Naomi Novik is an amazing story teller. I have reviewed her Temeraire series very positively, so when I found Uprooted for a good price, I bought it before reading it. I had also heard that Warner Bros and Ellen DeGeneres planned to adapt it. I was a little disappointed. Befitting Novik's style, her world is well developed and beautifully described and her plot is compelling. However, the characters were not as compelling as Temeraire's. 

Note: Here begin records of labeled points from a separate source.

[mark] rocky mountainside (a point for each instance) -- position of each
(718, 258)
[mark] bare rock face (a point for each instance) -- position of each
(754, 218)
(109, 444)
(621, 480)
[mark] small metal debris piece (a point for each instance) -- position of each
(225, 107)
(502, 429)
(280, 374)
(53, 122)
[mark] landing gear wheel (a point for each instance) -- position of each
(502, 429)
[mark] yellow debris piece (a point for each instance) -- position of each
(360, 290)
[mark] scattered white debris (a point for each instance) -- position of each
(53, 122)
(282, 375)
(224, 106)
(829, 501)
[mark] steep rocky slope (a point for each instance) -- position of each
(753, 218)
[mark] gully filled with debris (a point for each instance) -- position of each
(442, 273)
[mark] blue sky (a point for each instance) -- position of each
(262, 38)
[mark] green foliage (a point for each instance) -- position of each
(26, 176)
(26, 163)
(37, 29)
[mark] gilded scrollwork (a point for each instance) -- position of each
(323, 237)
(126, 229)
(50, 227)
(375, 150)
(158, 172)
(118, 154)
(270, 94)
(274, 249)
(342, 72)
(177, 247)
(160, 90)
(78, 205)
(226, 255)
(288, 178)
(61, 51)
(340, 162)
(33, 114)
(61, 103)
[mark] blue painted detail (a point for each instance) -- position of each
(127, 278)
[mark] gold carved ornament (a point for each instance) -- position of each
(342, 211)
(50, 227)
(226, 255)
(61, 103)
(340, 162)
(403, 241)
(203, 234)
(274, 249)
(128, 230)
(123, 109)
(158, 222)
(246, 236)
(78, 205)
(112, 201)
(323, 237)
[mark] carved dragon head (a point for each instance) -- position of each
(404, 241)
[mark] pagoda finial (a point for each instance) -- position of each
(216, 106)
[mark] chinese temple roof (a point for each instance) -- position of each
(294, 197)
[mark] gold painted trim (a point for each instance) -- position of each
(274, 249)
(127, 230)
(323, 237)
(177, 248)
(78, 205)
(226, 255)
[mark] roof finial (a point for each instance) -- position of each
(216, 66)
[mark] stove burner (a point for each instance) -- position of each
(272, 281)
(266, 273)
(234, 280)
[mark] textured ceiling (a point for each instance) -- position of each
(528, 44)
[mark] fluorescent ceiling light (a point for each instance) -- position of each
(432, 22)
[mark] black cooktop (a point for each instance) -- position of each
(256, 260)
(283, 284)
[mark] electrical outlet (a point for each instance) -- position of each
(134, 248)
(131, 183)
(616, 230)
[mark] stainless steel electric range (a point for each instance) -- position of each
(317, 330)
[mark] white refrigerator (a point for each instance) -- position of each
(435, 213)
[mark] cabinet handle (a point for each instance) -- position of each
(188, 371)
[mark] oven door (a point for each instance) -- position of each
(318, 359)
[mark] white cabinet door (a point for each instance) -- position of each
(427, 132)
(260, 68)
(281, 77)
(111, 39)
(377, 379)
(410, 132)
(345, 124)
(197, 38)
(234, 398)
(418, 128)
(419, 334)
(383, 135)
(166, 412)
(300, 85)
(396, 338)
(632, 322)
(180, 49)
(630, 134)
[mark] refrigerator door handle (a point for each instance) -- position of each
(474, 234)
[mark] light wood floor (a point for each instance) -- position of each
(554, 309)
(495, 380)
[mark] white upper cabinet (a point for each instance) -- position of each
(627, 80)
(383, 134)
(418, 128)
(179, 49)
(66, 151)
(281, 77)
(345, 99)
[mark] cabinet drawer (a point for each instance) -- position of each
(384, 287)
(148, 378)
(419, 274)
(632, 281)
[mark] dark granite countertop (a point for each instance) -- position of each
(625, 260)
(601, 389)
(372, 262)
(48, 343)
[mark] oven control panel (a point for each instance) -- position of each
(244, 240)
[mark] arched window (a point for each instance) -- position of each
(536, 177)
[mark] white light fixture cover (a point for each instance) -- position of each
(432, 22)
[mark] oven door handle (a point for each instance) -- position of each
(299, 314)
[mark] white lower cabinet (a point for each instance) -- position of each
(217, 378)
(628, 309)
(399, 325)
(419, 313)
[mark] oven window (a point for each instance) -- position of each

Agnieszka, the main character, is chosen as her village's "sacrifice" to a wizard called "The Dragon" or Sarkan. She is taken away to live with him in his tower as a servant for ten years. It turns out that she is also a wizard, but her style is much different from Sarkan's, so she has difficulty at first. The central antagonist is the rotten Wood, located near Agnieszka's home and driven by the vengeful Queen of the Wood, who is a sort of tree person who can also possess people if they become "infected" by the Wood. Sarkan's central job is to keep this corruption at bay, but he is beginning to lose the battle when the story starts.

Student/Older Teacher Relationship

My beef with Uprooted stems from the relationship Agnieszka has with Sarkan, who is several hundred years older than her and an authority figure. I thought it was cool when they began learning to accept one another's different magic styles so that they could collaborate and create something more powerful than either could have accomplished on their own. However, I thought the sex scene was a little over the top. 

No Self Control in Evidence

Novik applied her gift for description here, where it wasn't really necessary or, I would argue, appropriate. There is a general lack of restraint in these two characters, which I found unbelievable. Sarkan has a young female servant in his tower every ten years, and he tends to choose beautiful and talented ones. However, it is repeatedly emphasized that he does not take advantage of these girls sexually. This is, of course, important because if he is going to have a relationship with the main character, he has to show some fidelity. However, his values disappear when his student connects with him magically and arouses him. He is willing to have a one night stand with her then, as if he never had to exercise self-control before. 

Agnieszka, for her part, seems like a very intellectual person, but she has no inner thoughts about her relationship with Sarkan. She does not rationalize her attraction to him, when previously she couldn't stand him. Novik also does not engage the topic of age gap relationships. Sarkan is hundreds of years older than Agnieszka, but she doesn't care because he looks young, and he doesn't care because he wants her anyway. Therefore, their relationship, which Novik initially based on the attraction of their minds, degrades into a carnal emotions. I am not saying that such motivations are not realistic, only that they are unrealistic for these types of characters. There are no thoughts to consequences or future plans--highly unlikely between two high-level thinkers and problem-solvers.

Pride and Prejudice

Agnieszka and Sarkan's relationship reminded me of The Black Magician Trilogy by Trudi Canavan, which I read earlier this year. The main character Sonea is also a young magician who falls in lust with her much older mentor, for whom she previously held feelings of dislike and fear. In both these stories, this early repulsion is difficult to overcome once established in the reader's mind. Pride and Prejudice works because, although Elizabeth and Mr. Darcy hate each other, they remain attracted. In Uprooted, I had difficulty transitioning with Agnieszka from her dislike of Sarkan to her longing for him. The reasons she disliked him at first are still valid. He is much older than her; his teaching style is cruel; he is antisocial and unsympathetic to the needs of others. As he grew as a character, I gained respect for him, but not attraction.


As I said, Uprooted has Novik's flair for description. The world is complete and compelling. I've heard the story compared to a Grimm's fairy tale, and it certainly is a bit dark. Pain and revenge are central themes. If this is your kind of story, I recommend it--It was good!--but I think it would have been better if Agnieszka and Sarkan's relationship had not been a romantic one.